Cuxhaven: Corona-Ausbruch im Haus Alte Liebe
CUXHAVEN. Diese Situation fordert den Beteiligten alles ab: Nach einem Corona-Ausbruch sind zwei Bewohnerinnen des Hauses Alte Liebe an Covid-19 verstorben.
Wahrscheinlich musste er irgendwann kommen, der "Tag X", nachdem Alten- und Pflegeeinrichtungen als besonders verwundbar in der Corona-Pandemie gelten - trotz aller Vorsichtsmaßnahmen.

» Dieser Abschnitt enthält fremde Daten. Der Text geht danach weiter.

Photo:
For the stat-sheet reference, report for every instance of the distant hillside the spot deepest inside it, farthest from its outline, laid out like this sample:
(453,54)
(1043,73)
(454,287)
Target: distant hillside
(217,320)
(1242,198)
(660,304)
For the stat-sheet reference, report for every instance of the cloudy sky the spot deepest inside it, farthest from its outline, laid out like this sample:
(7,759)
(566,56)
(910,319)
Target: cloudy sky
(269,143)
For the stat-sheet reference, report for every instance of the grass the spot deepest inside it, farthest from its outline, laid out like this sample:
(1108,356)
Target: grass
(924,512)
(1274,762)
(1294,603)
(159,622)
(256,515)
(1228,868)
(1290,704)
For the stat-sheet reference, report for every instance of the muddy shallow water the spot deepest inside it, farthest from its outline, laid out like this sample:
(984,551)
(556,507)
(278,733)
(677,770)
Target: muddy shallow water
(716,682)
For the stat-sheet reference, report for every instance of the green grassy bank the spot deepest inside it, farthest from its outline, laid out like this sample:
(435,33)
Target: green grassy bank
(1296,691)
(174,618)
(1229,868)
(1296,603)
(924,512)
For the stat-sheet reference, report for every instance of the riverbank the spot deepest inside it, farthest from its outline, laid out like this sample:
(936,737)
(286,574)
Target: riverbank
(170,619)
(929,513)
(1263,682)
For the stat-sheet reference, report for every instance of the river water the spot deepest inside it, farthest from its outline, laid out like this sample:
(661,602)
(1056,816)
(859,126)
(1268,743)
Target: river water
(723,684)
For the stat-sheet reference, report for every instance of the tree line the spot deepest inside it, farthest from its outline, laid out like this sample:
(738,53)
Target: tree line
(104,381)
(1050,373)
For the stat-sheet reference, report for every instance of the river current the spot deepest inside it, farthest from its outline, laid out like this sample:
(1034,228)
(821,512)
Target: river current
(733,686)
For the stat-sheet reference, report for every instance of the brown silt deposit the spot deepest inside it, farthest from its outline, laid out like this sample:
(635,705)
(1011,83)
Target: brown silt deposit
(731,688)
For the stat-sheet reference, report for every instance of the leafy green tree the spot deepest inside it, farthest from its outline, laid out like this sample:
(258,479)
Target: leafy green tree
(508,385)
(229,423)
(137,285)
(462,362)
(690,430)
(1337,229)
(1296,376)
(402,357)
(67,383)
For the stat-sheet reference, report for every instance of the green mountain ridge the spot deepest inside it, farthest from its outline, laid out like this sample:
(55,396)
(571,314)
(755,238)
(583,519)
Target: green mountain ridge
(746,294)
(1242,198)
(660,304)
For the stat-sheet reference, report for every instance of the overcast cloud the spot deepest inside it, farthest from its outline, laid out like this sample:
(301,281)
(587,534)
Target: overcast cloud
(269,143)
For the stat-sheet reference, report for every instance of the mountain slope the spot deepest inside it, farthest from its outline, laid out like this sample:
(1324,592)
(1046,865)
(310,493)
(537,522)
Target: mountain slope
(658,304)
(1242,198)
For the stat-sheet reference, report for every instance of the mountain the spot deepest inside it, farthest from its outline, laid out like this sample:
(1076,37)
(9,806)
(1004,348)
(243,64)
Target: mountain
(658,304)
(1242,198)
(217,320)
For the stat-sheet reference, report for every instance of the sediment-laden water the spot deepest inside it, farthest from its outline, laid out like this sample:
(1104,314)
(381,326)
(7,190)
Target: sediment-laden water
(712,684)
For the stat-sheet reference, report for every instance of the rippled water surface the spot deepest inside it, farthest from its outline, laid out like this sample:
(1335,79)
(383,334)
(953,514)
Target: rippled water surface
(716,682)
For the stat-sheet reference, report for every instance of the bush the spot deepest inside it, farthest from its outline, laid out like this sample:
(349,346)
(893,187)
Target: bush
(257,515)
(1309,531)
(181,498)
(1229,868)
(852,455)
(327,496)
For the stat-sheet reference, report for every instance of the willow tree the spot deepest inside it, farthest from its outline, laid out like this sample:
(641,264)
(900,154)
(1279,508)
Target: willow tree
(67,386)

Reagieren in der Ausnahmesituation
Am Donnerstag wurde bekannt, dass das Alten- und Pflegeheim "Haus Alte Liebe" in Cuxhaven bereits seit dem 20. Oktober mit dieser Situation konfrontiert ist - und mit ihm die Bewohnerinnen und Bewohner und deren Familien. Eine für alle Beteiligten äußerst belastende Situation. Was ist geschehen? Wie haben Sie reagiert? Wo gibt es Unterstützung, wie werden Kontakte gehalten und wie kann ein Alltag unter Corona-Ernstfall-Bedingungen gelingen? Hierzu haben wir einen Fragenkatalog erarbeitet und hierzu hat die Arbeiterwohlfahrt Bremerhaven ausführlich Stellung genommen.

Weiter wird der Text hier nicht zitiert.